Network Function Virtualization (NFV): 5 Major Risks
Network Function Virtualization (NFV) is a new holy grail for service providers and increasingly, enterprise IT. Instead of old, inflexible network components, like routers, switches, and firewalls, it is now possible to run virtualized representations of the same devices on your network and even design customized network services and run them at the click of a button. NFV is exactly what organizations need to address dynamic user requirements, growing workloads, and the complexity of agile development.
It is a great story, but in reality, organizations are facing serious risks when implementing NFV architectures. We will reveal a few of those risks and suggest a solution for several of them.
Risk #1: Traffic hidden from monitoring
In virtual-compute environments, a significant portion of the network traffic never hits a physical link. Cisco estimates that about 73% of data-center traffic will come from within the data center by 2019—most of this traffic is virtual machine to virtual machine (VM to VM) communication, which is buried deep inside physical hosts. Known as “east–west traffic,” it is essentially invisible to traditional monitoring architectures and creates a big blind spot for network operations. This could lead to difficulty in diagnosing network performance issues or failure to spot malicious agents within a virtualized data center.
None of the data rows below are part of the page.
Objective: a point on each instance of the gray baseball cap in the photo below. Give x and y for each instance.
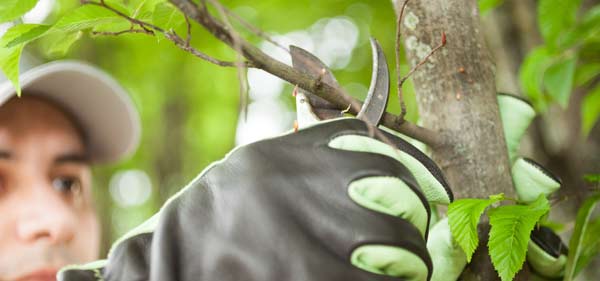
(99, 104)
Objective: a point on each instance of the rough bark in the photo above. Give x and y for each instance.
(456, 94)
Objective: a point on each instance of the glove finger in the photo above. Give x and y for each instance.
(391, 196)
(546, 253)
(391, 261)
(447, 256)
(516, 114)
(428, 175)
(531, 180)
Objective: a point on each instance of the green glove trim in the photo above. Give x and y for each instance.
(544, 263)
(516, 115)
(390, 196)
(531, 180)
(391, 261)
(433, 190)
(449, 260)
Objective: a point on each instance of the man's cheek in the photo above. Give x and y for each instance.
(87, 237)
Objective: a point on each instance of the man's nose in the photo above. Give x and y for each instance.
(46, 216)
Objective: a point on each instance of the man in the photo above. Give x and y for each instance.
(71, 116)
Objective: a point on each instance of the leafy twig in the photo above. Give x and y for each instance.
(332, 94)
(398, 29)
(242, 76)
(149, 29)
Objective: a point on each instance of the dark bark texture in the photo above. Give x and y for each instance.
(456, 94)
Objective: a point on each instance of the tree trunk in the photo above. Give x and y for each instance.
(456, 94)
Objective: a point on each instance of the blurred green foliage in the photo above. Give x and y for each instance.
(567, 61)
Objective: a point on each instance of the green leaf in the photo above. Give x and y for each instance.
(84, 17)
(585, 30)
(463, 217)
(509, 235)
(555, 17)
(12, 9)
(590, 110)
(558, 80)
(592, 178)
(61, 44)
(578, 239)
(22, 34)
(531, 75)
(590, 245)
(9, 63)
(145, 9)
(487, 5)
(585, 73)
(167, 16)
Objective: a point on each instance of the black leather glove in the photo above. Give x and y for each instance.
(276, 210)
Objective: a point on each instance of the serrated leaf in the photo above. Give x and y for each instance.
(531, 75)
(558, 80)
(463, 217)
(585, 73)
(22, 34)
(60, 45)
(509, 235)
(487, 5)
(12, 9)
(555, 17)
(576, 244)
(9, 64)
(84, 17)
(590, 110)
(113, 26)
(145, 9)
(167, 16)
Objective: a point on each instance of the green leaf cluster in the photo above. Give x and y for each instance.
(509, 234)
(585, 241)
(68, 29)
(567, 60)
(511, 226)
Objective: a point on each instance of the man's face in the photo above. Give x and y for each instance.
(47, 219)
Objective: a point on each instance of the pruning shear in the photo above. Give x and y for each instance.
(311, 108)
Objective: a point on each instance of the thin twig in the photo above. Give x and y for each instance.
(189, 31)
(398, 33)
(328, 92)
(117, 33)
(147, 28)
(424, 60)
(242, 75)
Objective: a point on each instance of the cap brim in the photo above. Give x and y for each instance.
(99, 104)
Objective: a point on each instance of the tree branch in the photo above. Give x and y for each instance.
(147, 28)
(262, 61)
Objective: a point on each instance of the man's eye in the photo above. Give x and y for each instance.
(65, 185)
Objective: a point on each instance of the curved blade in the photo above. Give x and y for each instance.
(314, 67)
(379, 91)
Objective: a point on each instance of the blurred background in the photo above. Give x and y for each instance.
(190, 109)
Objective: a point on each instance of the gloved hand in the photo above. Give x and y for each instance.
(546, 253)
(302, 206)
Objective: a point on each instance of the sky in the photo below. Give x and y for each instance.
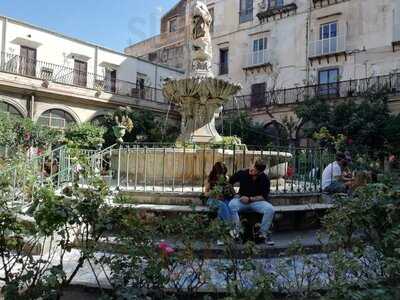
(114, 24)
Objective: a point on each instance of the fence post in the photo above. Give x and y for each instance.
(119, 166)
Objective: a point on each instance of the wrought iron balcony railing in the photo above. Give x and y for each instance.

Another obstacle is the inability to isolate production from monitoring traffic. In a virtual environment, there are compute costs and possibly input/output (I/O) tradeoffs to consider when making copies of the VM’s network traffic. In a physical, networking world, packet forwarding is usually done by hardware application-specific integrated circuits (ASICs), and it is possible to prioritize production traffic over monitoring traffic. In an NFV network, capturing and processing monitored traffic requires a central processing unit (CPU), memory, and network resources on your production NFVs, which can have an impact on their performance.
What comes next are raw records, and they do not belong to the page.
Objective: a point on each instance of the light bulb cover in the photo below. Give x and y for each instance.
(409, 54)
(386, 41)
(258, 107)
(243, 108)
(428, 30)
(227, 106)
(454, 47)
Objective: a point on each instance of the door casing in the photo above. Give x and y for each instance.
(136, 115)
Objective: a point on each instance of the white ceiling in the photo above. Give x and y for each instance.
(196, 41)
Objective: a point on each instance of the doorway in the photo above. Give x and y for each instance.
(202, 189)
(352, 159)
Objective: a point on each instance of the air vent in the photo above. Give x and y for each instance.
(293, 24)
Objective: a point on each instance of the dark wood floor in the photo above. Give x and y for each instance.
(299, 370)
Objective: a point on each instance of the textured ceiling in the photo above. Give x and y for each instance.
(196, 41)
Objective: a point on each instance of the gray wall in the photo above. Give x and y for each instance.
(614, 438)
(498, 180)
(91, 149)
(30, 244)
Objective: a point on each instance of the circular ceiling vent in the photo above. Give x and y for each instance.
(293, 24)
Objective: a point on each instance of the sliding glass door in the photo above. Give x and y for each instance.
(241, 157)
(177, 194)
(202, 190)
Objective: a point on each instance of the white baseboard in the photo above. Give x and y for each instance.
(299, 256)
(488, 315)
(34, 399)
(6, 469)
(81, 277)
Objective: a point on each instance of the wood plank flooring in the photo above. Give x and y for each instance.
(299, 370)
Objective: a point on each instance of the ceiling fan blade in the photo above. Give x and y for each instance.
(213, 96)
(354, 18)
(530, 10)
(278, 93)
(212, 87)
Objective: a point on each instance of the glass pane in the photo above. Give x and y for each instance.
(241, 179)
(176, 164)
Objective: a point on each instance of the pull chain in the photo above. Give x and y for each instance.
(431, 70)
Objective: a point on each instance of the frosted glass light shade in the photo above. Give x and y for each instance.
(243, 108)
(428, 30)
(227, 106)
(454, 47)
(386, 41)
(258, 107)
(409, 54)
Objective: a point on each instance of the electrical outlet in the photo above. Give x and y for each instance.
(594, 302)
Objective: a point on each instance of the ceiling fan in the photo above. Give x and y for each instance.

Bottom line: Most of the traffic in an NFV network will be invisible using traditional monitoring strategies.
Risk #2: New security risks and a security information explosion
NFV creates several new security challenges. According to a technical paper from Alcatel Lucent, there are four major NFV-specific security issues operators must be aware of:
- The introduction of new software components that did not exist in the traditional network model: The hypervisor and various management/orchestration elements, which creates a “longer chain of trust.”
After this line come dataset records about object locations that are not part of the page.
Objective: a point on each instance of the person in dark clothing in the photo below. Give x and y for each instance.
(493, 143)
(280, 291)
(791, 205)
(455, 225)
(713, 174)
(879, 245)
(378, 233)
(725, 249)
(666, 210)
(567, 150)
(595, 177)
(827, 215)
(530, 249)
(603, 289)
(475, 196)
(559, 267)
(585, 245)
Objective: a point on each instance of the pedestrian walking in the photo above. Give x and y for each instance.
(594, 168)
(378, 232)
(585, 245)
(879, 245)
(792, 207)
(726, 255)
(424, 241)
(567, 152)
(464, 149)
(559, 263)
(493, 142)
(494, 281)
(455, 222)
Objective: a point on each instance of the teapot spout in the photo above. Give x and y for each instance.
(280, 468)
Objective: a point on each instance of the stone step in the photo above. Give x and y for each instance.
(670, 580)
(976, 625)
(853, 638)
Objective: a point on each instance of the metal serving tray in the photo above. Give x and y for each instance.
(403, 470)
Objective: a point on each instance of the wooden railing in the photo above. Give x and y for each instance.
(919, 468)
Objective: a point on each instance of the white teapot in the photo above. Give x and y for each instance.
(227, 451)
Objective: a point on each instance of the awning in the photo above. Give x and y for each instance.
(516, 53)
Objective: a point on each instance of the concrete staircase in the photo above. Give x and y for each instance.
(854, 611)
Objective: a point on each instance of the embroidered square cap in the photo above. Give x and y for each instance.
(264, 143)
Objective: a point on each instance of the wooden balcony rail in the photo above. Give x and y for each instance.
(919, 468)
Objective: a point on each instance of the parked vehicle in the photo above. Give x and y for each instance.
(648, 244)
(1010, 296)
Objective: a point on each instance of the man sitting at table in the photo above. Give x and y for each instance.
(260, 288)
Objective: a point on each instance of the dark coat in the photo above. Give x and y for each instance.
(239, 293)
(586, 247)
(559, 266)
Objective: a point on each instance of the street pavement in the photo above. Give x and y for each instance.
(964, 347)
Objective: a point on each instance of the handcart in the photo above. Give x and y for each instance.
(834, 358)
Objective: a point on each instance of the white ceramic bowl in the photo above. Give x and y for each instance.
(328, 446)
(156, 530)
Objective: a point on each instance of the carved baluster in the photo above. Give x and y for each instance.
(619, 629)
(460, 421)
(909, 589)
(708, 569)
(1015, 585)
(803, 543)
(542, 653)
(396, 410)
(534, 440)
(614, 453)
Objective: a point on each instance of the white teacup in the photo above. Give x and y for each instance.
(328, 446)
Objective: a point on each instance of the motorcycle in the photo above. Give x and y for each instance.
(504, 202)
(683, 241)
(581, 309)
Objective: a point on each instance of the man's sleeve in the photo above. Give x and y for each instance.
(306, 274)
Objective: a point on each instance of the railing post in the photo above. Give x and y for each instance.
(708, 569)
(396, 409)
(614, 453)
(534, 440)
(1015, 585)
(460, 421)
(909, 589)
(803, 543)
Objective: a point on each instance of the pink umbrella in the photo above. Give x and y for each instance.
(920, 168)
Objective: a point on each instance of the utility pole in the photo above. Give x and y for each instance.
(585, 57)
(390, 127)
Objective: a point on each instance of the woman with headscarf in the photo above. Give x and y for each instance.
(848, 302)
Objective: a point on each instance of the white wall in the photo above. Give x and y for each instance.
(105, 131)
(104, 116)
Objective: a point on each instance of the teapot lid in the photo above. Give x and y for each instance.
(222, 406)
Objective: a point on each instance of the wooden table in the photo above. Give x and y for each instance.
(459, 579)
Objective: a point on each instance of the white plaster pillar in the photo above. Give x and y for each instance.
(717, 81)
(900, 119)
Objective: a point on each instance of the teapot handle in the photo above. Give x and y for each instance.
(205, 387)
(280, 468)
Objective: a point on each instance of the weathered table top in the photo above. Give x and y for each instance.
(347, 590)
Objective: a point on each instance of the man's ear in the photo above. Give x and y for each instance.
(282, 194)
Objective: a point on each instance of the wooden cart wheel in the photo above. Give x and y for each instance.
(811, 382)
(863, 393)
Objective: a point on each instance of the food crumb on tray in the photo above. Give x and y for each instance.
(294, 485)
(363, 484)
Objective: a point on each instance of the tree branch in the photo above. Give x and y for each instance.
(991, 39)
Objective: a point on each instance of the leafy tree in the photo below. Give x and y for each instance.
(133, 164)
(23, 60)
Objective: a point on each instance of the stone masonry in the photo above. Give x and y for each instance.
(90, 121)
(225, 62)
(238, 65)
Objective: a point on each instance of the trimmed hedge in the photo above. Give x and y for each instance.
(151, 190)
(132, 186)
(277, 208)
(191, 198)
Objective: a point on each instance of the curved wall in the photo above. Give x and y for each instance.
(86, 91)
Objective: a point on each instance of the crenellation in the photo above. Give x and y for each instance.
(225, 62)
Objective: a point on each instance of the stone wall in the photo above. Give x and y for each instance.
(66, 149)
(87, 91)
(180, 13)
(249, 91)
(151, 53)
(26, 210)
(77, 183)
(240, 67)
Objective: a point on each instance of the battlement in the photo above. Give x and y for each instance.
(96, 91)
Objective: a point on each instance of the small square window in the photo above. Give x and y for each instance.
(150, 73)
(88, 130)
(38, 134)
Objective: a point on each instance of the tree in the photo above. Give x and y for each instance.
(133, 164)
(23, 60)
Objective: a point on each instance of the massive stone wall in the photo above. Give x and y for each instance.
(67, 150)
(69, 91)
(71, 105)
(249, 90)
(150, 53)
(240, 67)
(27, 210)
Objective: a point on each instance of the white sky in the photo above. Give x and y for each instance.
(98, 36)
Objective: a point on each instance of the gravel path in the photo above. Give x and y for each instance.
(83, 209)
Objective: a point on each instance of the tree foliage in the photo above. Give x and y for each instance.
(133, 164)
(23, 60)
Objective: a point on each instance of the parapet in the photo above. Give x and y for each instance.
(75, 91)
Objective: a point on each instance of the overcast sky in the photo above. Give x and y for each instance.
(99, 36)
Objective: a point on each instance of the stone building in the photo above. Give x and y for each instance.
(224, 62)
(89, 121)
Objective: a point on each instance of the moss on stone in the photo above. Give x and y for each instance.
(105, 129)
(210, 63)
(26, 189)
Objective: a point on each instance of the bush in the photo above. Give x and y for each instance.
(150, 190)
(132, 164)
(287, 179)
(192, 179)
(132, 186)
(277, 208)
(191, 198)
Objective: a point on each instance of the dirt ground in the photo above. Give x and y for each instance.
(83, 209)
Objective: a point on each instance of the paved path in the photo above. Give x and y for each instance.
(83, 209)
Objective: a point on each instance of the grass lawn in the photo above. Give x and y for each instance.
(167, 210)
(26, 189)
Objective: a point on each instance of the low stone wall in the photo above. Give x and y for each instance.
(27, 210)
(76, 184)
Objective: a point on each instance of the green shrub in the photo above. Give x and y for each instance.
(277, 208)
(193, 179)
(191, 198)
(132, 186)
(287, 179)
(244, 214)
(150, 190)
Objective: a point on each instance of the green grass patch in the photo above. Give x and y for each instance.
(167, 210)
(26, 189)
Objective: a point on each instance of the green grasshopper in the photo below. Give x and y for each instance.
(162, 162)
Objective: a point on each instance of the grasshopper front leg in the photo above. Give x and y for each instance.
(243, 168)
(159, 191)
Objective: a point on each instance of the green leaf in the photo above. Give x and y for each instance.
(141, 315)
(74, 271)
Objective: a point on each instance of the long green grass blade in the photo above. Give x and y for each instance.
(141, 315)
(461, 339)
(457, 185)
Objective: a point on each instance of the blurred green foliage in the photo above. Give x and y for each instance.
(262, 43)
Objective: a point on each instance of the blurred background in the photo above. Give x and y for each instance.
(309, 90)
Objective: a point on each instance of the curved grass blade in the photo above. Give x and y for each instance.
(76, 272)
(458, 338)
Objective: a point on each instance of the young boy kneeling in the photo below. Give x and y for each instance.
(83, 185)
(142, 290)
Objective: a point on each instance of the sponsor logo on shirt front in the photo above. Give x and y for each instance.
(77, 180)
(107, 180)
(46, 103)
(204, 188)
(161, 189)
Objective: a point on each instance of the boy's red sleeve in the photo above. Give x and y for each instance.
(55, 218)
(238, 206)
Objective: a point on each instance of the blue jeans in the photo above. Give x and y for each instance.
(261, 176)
- Reduced isolation: In NFV, almost all network elements are capable of communicating directly with each other, at least at the physical level (as opposed to traditional networks, in which different network segments were often physically separated and unable to communicate).
- Sharing of risk between multiple unrelated components due to resource pooling: An attack on a certain virtual network function (VNF) might affect other VNFs running on the same VM or physical server.
- The issue of “key escrow”: How to effectively share keys and security credentials between hosted network functions in ways that will preclude access by attackers.
In addition, NFV environments are characterized by additional complexity—systems are recursive, built up of complex services on top of elementary ones. There are three layers that need to be secured:
- The physical layer including compute, storage, and networking, as well as management systems, such as lifecycle, orchestration, and application program interface (API) access.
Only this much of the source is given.